Вера понимала, что она навсегда потеряла Колю. Нечего было и думать о том, что перед ним можно еще извиниться. Слишком большая ее вина. И для чего ей нужен был Сумной? Она позвонила ему лишь по той простой причине, что привыкла клин выбивать клином. После ссоры с Колей настроение у нее было тяжелое, давящее. Вера думала, что Коля придет в тот же вечер. Но прошел один вечер, другой... Оставаться наедине со своим тяжелым настроением она не могла. Надо было поделиться с кем-то, вылить кому-то всю злость на Колю. Солод к ней уже не приходил, да и не годился он для такого разговора, — он бы отнесся к ее переживаниям с присущей ему иронией. А Вера не хотела, чтобы он смеялся над ней. Сумной считал себя ее давним другом. Он тоже холодноватый и легкомысленный, но у него есть сердце, во всяком случае, когда речь идет о Вере Мироновой. С женщинами она не дружила. Итак, выбор был ограничен.
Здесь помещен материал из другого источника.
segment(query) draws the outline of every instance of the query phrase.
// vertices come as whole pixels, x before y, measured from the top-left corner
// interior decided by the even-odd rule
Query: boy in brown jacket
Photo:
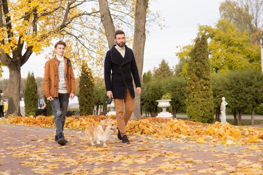
[[[55,141],[61,145],[68,141],[64,138],[63,128],[66,120],[69,98],[73,99],[76,85],[70,60],[64,56],[66,43],[62,40],[55,44],[56,56],[45,65],[44,92],[51,102],[56,124]]]

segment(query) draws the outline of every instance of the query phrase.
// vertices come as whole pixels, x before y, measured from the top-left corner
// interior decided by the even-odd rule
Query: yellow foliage
[[[115,116],[109,117],[114,120],[117,125]],[[85,130],[87,125],[100,125],[101,120],[106,118],[105,116],[88,116],[66,118],[64,127],[77,130]],[[53,116],[38,116],[35,118],[9,116],[1,120],[12,124],[36,126],[43,127],[55,127]],[[180,136],[182,138],[191,138],[196,140],[199,143],[206,142],[207,138],[218,138],[221,144],[225,146],[241,141],[243,143],[262,142],[263,129],[238,126],[216,122],[214,124],[204,124],[191,121],[176,119],[158,118],[144,118],[141,120],[129,121],[126,130],[131,134],[152,134],[156,136]],[[241,131],[241,132],[240,132]],[[248,137],[248,138],[247,138]],[[221,140],[223,139],[224,140]],[[211,147],[215,146],[211,145]],[[210,147],[211,147],[210,146]]]

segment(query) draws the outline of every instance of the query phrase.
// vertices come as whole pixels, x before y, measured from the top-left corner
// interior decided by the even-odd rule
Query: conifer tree
[[[87,65],[82,66],[80,76],[79,104],[81,116],[92,114],[94,110],[94,84],[92,72]]]
[[[34,73],[29,72],[25,90],[26,116],[35,116],[38,108],[38,86]]]
[[[153,78],[157,79],[162,79],[172,76],[173,72],[170,68],[168,62],[162,59],[159,68],[154,68],[153,69]]]
[[[210,62],[206,36],[197,37],[190,53],[186,86],[186,112],[189,120],[214,121]]]

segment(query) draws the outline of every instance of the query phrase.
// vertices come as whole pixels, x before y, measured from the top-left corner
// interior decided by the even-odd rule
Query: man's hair
[[[124,32],[122,30],[118,30],[116,32],[115,32],[115,34],[114,34],[114,38],[115,38],[115,39],[116,38],[116,35],[121,34],[124,34],[124,36],[125,36],[125,34],[124,34]]]
[[[66,44],[66,43],[64,42],[63,42],[63,40],[61,40],[59,42],[57,42],[57,43],[55,44],[55,48],[57,48],[57,46],[59,44],[63,45],[65,48],[67,46],[67,45]]]

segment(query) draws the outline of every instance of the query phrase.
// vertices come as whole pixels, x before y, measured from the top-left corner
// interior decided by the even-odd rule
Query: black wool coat
[[[141,87],[141,82],[133,52],[125,45],[125,54],[123,58],[115,46],[106,54],[104,80],[106,91],[111,90],[114,98],[124,98],[128,88],[131,96],[134,98],[132,78],[136,88]]]

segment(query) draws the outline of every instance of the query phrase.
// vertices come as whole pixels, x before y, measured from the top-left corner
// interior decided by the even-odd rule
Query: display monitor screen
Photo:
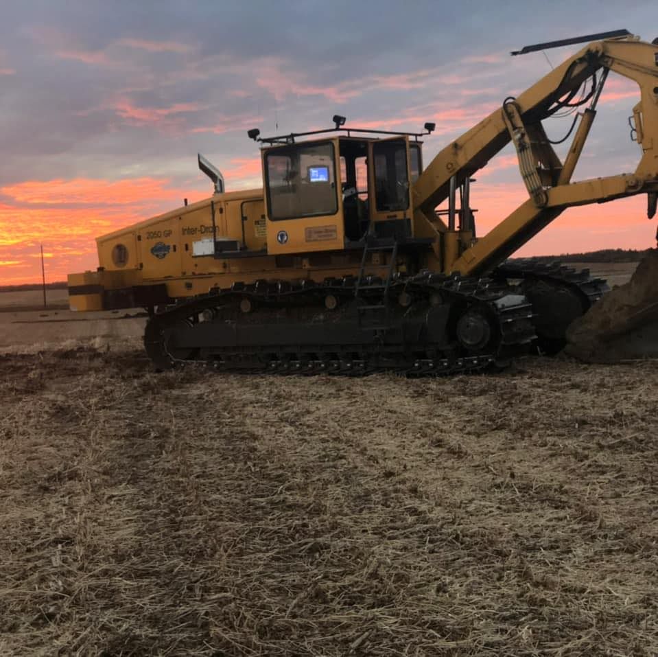
[[[328,183],[329,167],[309,167],[309,181],[311,183]]]

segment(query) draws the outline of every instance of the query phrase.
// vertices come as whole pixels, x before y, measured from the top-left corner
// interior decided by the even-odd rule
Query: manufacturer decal
[[[327,242],[337,240],[338,231],[336,224],[332,226],[316,226],[307,228],[304,231],[307,242]]]
[[[158,260],[166,257],[172,250],[170,244],[165,244],[164,242],[158,242],[151,247],[151,253]]]

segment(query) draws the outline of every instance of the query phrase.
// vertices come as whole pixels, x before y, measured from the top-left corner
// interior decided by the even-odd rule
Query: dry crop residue
[[[658,653],[656,362],[0,373],[3,655]]]

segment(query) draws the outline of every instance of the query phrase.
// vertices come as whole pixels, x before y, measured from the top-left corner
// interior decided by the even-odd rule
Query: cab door
[[[343,249],[338,154],[336,139],[263,150],[268,253]]]
[[[368,147],[368,205],[372,231],[397,240],[413,234],[409,138],[371,141]]]

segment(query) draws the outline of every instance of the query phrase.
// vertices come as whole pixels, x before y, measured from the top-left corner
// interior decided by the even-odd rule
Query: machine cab
[[[338,126],[318,132],[327,135],[261,140],[271,144],[262,150],[268,252],[343,250],[362,246],[368,235],[398,242],[412,238],[420,135],[390,137]],[[373,132],[387,137],[373,138]]]

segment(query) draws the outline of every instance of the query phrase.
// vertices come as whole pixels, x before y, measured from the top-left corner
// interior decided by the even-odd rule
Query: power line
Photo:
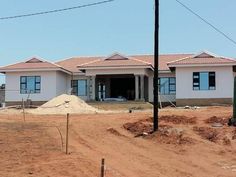
[[[0,20],[9,20],[9,19],[15,19],[15,18],[23,18],[23,17],[30,17],[30,16],[36,16],[36,15],[45,15],[45,14],[51,14],[51,13],[58,13],[58,12],[62,12],[62,11],[68,11],[68,10],[80,9],[80,8],[85,8],[85,7],[97,6],[97,5],[101,5],[101,4],[110,3],[112,1],[115,1],[115,0],[99,1],[99,2],[94,2],[94,3],[90,3],[90,4],[84,4],[84,5],[74,6],[74,7],[63,8],[63,9],[55,9],[55,10],[50,10],[50,11],[36,12],[36,13],[30,13],[30,14],[0,17]]]
[[[208,20],[204,19],[202,16],[200,16],[199,14],[197,14],[196,12],[194,12],[190,7],[186,6],[184,3],[180,2],[179,0],[175,0],[176,2],[178,2],[181,6],[183,6],[185,9],[187,9],[190,13],[192,13],[193,15],[195,15],[196,17],[198,17],[200,20],[202,20],[204,23],[206,23],[207,25],[209,25],[210,27],[212,27],[215,31],[217,31],[218,33],[220,33],[222,36],[224,36],[225,38],[227,38],[229,41],[231,41],[233,44],[236,45],[236,41],[234,39],[232,39],[231,37],[229,37],[226,33],[224,33],[223,31],[221,31],[219,28],[217,28],[216,26],[214,26],[213,24],[211,24]]]

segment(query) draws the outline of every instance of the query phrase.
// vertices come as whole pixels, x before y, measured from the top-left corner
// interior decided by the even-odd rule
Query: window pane
[[[176,90],[176,86],[175,85],[170,85],[170,91],[175,91]]]
[[[27,91],[28,93],[34,93],[35,91],[35,77],[27,77]]]
[[[209,77],[208,73],[200,73],[200,90],[209,89]]]
[[[160,78],[160,93],[169,94],[169,78]]]
[[[36,76],[36,82],[41,82],[41,77],[40,76]]]
[[[174,77],[170,77],[170,84],[175,84],[175,78]]]
[[[36,86],[36,90],[40,90],[40,84],[35,84],[35,86]]]
[[[216,86],[215,72],[209,72],[209,88],[210,88],[210,90],[214,90],[215,86]]]
[[[26,77],[22,76],[20,79],[21,79],[20,80],[21,83],[25,83],[26,82]]]
[[[78,95],[86,96],[87,95],[87,80],[78,80]]]

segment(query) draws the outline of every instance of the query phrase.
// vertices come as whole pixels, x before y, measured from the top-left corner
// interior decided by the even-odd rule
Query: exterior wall
[[[20,76],[41,76],[41,91],[35,94],[20,93]],[[32,101],[43,102],[52,99],[56,95],[56,71],[44,72],[11,72],[6,73],[6,102],[18,102],[27,98]]]
[[[68,93],[69,89],[67,87],[67,78],[68,74],[65,74],[61,71],[56,72],[56,94],[61,95]]]
[[[214,71],[216,73],[216,90],[193,90],[193,72]],[[233,70],[232,66],[224,67],[191,67],[176,68],[176,99],[232,99],[233,98]],[[214,100],[215,99],[215,100]]]
[[[153,73],[151,73],[148,77],[148,100],[149,102],[153,102]],[[159,77],[175,77],[175,73],[159,73]],[[177,80],[176,80],[177,83]],[[160,95],[159,99],[161,102],[175,102],[176,96],[175,95]]]
[[[79,79],[85,79],[87,80],[87,96],[79,96],[82,100],[88,101],[89,100],[89,94],[90,94],[90,78],[84,75],[73,75],[73,76],[67,76],[67,93],[70,93],[71,90],[71,80],[79,80]]]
Сумной отзывчиво отнесся к ней, пытался, как и всегда, угадать, что она думает о Коле, глубока ли ее обида или мимолетная, пустяковая. Это должно определить и его поведение и то, что можно говорить о Круглове, а чего нельзя, чтобы не обидеть Верино самолюбие. Он понял, что ее обида мелкая, потому что «идейная», а идейных различий в семейных спорах он не признавал. По его мнению, идеи нужны только для газеты, а не для жены. Итак, ему было ясно, что Вера и Коля помирятся, поэтому о Круглове он говорил осторожно, сдержанно, следя за тем, как к его словам относится Вера. Круглова он ненавидел, но, по мнению Сумного, такова профессия журналиста — скрывать свою любовь и ненависть, свои симпатии и антипатии, говорить то, что нужно не столько тебе самому, сколько другим. Этого кредо придерживался Сумной и в газете, и в жизни. Он оказался именно таким собеседником, который и был нужен Вере.